Abstract

To restore function and an active range of motion, and stabilize the joint after joint resection. Restoration of a joint capsule following reconstruction of a defect using a proximal humerus and femur prosthesis. Reattachment of tendons and muscles. Acute or chronic infection. Status after cured infection. The attachment tube (Implantcast, Buxtehude, Germany) is attached to the joint capsule (proximal humerus and femur replacement) or directly to the prosthesis (for proximal tibial replacements) using nonresorbable Ethibond® sutures (Johnson & Johnson Medical, Norderstedt, Germany). Bone anchors are used, if the joint capsule has been completely resected. The body of the prosthesis, which has previously been attached to the shaft, is then pulled distally through the tube, and a (bipolar) head or humerus cap is placed on top of it.
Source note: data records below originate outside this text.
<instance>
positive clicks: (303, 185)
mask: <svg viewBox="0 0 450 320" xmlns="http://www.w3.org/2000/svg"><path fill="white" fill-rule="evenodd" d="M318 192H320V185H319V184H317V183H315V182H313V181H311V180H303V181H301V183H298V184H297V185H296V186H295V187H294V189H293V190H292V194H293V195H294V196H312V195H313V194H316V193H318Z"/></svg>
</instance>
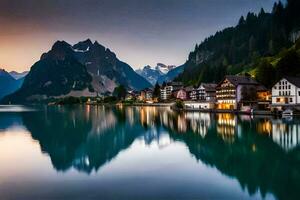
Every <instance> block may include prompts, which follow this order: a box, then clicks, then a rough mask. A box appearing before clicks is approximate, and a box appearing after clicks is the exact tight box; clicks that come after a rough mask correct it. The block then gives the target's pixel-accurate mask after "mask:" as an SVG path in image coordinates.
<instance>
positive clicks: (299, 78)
mask: <svg viewBox="0 0 300 200" xmlns="http://www.w3.org/2000/svg"><path fill="white" fill-rule="evenodd" d="M283 78H284V79H286V80H287V81H288V82H290V83H292V84H294V85H295V86H297V87H300V78H299V77H291V76H287V77H283Z"/></svg>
In the proximal humerus and femur replacement, proximal slitting of the tube may be helpful to reposition the prosthesis under vision. Following repositioning, fixation of the tube is completed ventrally and the slits previously made in the tube are sutured. Fixation of the tube to the prosthesis is carried out either with Ethibond® sutures placed around the tube, or--for a proximal humerus and tibia replacement--it is possible to attach suture material to the prosthesis through eyelets. Further treatment basically depends on the location of the mega-endoprosthesis used. Macroscopically and microscopically, fibroblasts migrate into the tube's mesh, so that attachment of the soft tissue takes place. As of yet, no cases of luxation have occurred when the tube is used in combination with a bipolar head, and with fixed-implant cups the risk of luxation can be reduced using tripolar cup systems. In patients with a proximal tibial replacement, active straightening of the knee joint can be restored in most cases, although some limitation on active extension is still possible depending on the extent of the tumor resection.